LONDON (Reuters) - Strong results and a bullish tone from chip designer ARM (ARM.L) were drowned out by a warning of faltering consumer demand from a key customer, sending its red-hot shares down nearly 9 percent.
ARM shares, up 120 percent since the start of the year, fell to their lowest in nearly two months after a statement overnight from Texas Instruments TXN.N that end-demand for chips could be weakening.
Cambridge-based ARM has been growing more quickly than the sector as its architecture, already ubiquitous in mobile phones, including Apple's (AAPL.O) iPhone, makes inroads into other electronic devices like toys.
Analysts said strong licence growth had helped it beat expectations on the revenue line, but the weaker dollar could cause a pause in earnings momentum.
Broker Execution Noble also said ARM would not be immune to a slowdown.
"While ARM has a great business model and remains well placed to outperform the broader semiconductor industry, it is ultimately a play on the semiconductor market and dependent on the end-consumer demand," it said.
ARM Chief Executive Warren East said the company had not only benefited from growth in smartphones and mobile computers, but had also gained share in markets like digital TV and microcontrollers.
"Our partners are also starting to develop chips in new markets for ARM, such as servers and laptops, creating longer-term opportunities," he said.
ARM reported a 60-percent rise in pretax profit to 38.8 million pounds on revenue of 100.4 million pounds, equating to earnings per share of 2.08 pence.
Analysts were expecting revenues of 97.2 million pounds, pretax profit of 38.0 million pounds and earnings per share of 2.07 pence, according to a company-supplied poll of 22 brokers.
Shares in ARM were 6.1 percent lower at 365.4 pence by 2:49 p.m., underperforming a 0.5 percent fall in the index of European technology stocks .SX8P.
ARM licences its architecture to chipmakers like Samsung (005930.KS) and Toshiba (6104.T) for an initial fee and receives a royalty on each chip shipped in devices, including Apple's iPad tablet computer.
Some 1.5 billion chips using ARM's architecture were shipped in the quarter.
But ARM reports royalty revenue a quarter in arrears and has less visibility on end-demand than its customers.
Finance Director Tim Score said the company signed 22 processor licences in the quarter, and its order backlog was up 10 percent quarter-on-quarter.

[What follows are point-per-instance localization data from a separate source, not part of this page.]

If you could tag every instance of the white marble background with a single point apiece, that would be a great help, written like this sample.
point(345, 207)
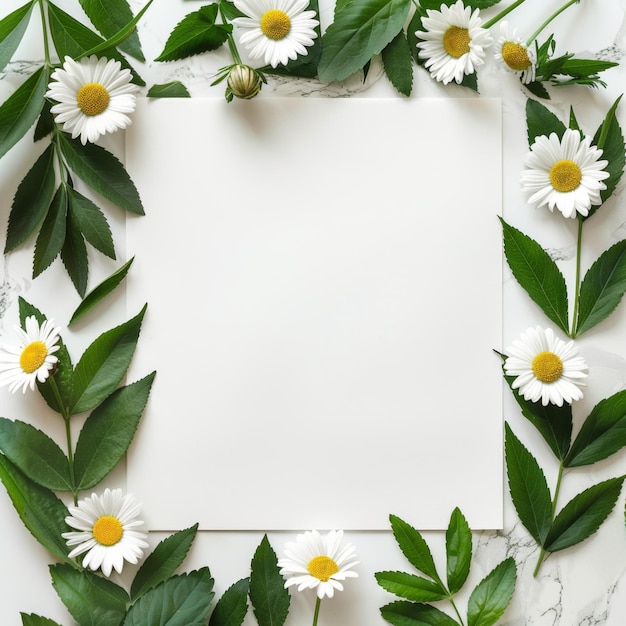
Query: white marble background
point(582, 586)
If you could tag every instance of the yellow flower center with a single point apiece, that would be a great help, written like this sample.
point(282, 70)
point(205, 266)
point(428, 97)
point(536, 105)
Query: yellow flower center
point(275, 24)
point(322, 568)
point(33, 356)
point(107, 530)
point(515, 56)
point(92, 99)
point(565, 175)
point(456, 41)
point(547, 367)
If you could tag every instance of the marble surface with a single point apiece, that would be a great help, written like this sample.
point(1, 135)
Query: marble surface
point(582, 586)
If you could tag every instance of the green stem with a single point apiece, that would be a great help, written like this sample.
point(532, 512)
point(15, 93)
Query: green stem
point(502, 13)
point(579, 241)
point(555, 14)
point(316, 614)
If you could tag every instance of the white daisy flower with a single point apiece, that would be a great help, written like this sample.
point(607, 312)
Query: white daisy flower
point(454, 42)
point(93, 97)
point(313, 561)
point(276, 30)
point(547, 368)
point(33, 359)
point(566, 174)
point(514, 55)
point(105, 530)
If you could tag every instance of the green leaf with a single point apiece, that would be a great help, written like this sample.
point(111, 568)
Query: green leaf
point(458, 550)
point(108, 432)
point(537, 274)
point(52, 234)
point(103, 364)
point(40, 510)
point(74, 255)
point(99, 292)
point(32, 200)
point(111, 16)
point(602, 434)
point(91, 600)
point(553, 422)
point(583, 515)
point(403, 613)
point(411, 587)
point(35, 454)
point(528, 487)
point(398, 64)
point(492, 595)
point(413, 546)
point(232, 607)
point(362, 29)
point(269, 598)
point(12, 29)
point(21, 109)
point(541, 121)
point(602, 288)
point(102, 171)
point(196, 33)
point(163, 562)
point(92, 223)
point(179, 601)
point(175, 89)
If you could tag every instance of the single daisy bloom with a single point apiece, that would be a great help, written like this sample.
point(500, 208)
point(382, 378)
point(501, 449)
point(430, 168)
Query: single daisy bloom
point(514, 55)
point(564, 173)
point(33, 359)
point(105, 530)
point(546, 368)
point(93, 96)
point(454, 42)
point(276, 30)
point(313, 561)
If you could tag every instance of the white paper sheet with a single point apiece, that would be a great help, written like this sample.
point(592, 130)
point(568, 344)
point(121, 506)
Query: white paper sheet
point(323, 279)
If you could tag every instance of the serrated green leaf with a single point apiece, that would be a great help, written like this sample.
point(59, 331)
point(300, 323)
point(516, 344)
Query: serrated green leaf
point(398, 64)
point(268, 596)
point(32, 200)
point(413, 546)
point(583, 515)
point(410, 586)
point(602, 288)
point(492, 595)
point(35, 454)
point(232, 607)
point(602, 434)
point(362, 29)
point(99, 292)
point(179, 601)
point(52, 234)
point(12, 29)
point(92, 223)
point(102, 171)
point(108, 432)
point(196, 33)
point(21, 109)
point(537, 274)
point(40, 510)
point(458, 551)
point(163, 562)
point(175, 89)
point(103, 364)
point(91, 600)
point(403, 613)
point(528, 487)
point(110, 17)
point(541, 121)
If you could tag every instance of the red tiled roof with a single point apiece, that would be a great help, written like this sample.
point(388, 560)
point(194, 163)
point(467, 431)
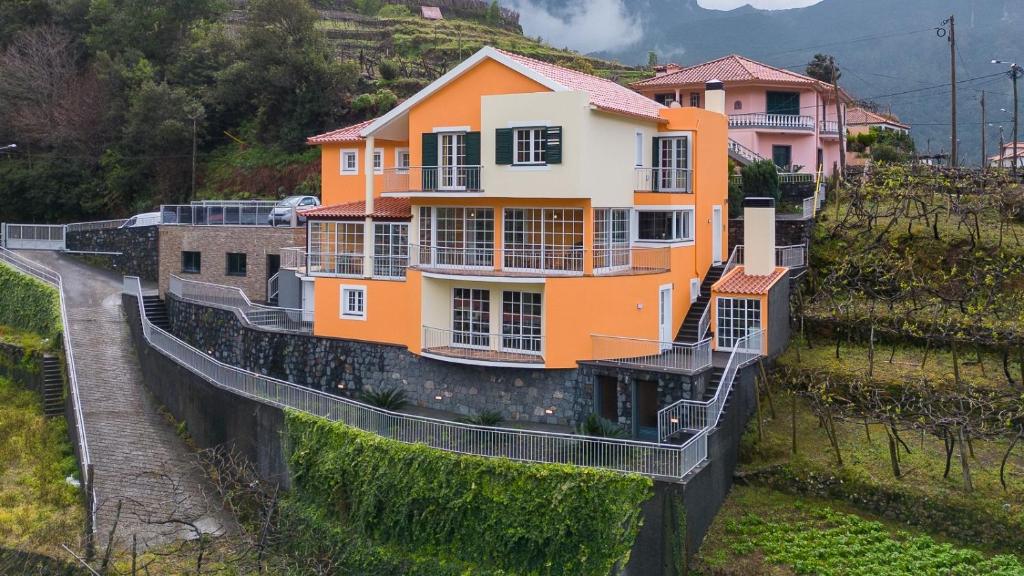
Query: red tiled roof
point(729, 69)
point(857, 116)
point(604, 94)
point(738, 282)
point(383, 208)
point(346, 134)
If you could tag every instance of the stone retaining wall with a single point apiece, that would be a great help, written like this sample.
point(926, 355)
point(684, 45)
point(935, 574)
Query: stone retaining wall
point(137, 246)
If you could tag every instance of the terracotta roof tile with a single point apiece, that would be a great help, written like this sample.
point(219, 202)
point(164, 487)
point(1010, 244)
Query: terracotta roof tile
point(738, 282)
point(383, 208)
point(604, 94)
point(346, 134)
point(729, 69)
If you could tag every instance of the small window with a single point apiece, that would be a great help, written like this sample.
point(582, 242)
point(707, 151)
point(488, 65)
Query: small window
point(378, 161)
point(529, 146)
point(236, 263)
point(192, 262)
point(353, 302)
point(349, 162)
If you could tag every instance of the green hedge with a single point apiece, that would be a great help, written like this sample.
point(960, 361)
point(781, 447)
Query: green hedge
point(489, 513)
point(29, 304)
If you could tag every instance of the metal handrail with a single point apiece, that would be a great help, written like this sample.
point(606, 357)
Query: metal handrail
point(52, 278)
point(686, 358)
point(233, 299)
point(702, 416)
point(653, 459)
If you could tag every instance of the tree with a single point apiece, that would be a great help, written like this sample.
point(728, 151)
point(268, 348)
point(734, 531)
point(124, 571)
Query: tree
point(823, 68)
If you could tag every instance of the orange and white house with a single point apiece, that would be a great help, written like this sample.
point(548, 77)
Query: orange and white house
point(518, 214)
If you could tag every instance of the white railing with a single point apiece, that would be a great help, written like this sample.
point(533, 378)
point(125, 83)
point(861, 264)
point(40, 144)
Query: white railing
point(98, 224)
point(220, 212)
point(760, 120)
point(664, 179)
point(231, 298)
point(34, 237)
point(658, 460)
point(702, 416)
point(432, 178)
point(50, 277)
point(652, 355)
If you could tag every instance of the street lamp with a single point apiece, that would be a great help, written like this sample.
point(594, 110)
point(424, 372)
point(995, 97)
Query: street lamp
point(1015, 73)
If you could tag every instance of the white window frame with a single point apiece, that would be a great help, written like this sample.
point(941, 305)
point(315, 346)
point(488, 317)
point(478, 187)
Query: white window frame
point(537, 147)
point(344, 312)
point(345, 154)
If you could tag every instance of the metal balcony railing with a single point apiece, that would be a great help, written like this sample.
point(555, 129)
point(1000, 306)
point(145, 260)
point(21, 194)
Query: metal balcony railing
point(652, 355)
point(432, 178)
point(652, 459)
point(774, 121)
point(664, 179)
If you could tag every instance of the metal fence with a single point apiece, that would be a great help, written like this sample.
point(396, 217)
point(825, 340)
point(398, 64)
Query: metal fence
point(51, 278)
point(652, 355)
point(267, 318)
point(659, 460)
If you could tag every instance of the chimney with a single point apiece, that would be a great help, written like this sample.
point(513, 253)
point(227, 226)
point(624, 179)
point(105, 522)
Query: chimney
point(759, 236)
point(715, 96)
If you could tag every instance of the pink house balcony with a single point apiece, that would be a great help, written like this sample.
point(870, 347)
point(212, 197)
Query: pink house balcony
point(772, 121)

"We expect this momentum to drive further sequential revenue growth in the fourth quarter," Score said on a conference call.
However, he said it was still to early to say whether the normal seasonal uptick in the fourth quarter would come through this year.
Mark Davis at Panmure Gordon said the risk for the next few quarters was on the consumer side.
"Trading on 44 times this year's and 38 times next year's consensus numbers we think the shares are simply too rich in light of the short-term potential risk to royalties," he said.
Score said a major semiconductor maker signed an architecture licence in the quarter for server applications -- a sector dominated by Intel's (INTC.O) chips. He did not give further details.
"(Servers) are a longer-term category to drive our growth," he said, adding that servers based on ARM's architecture would be on the market within five years.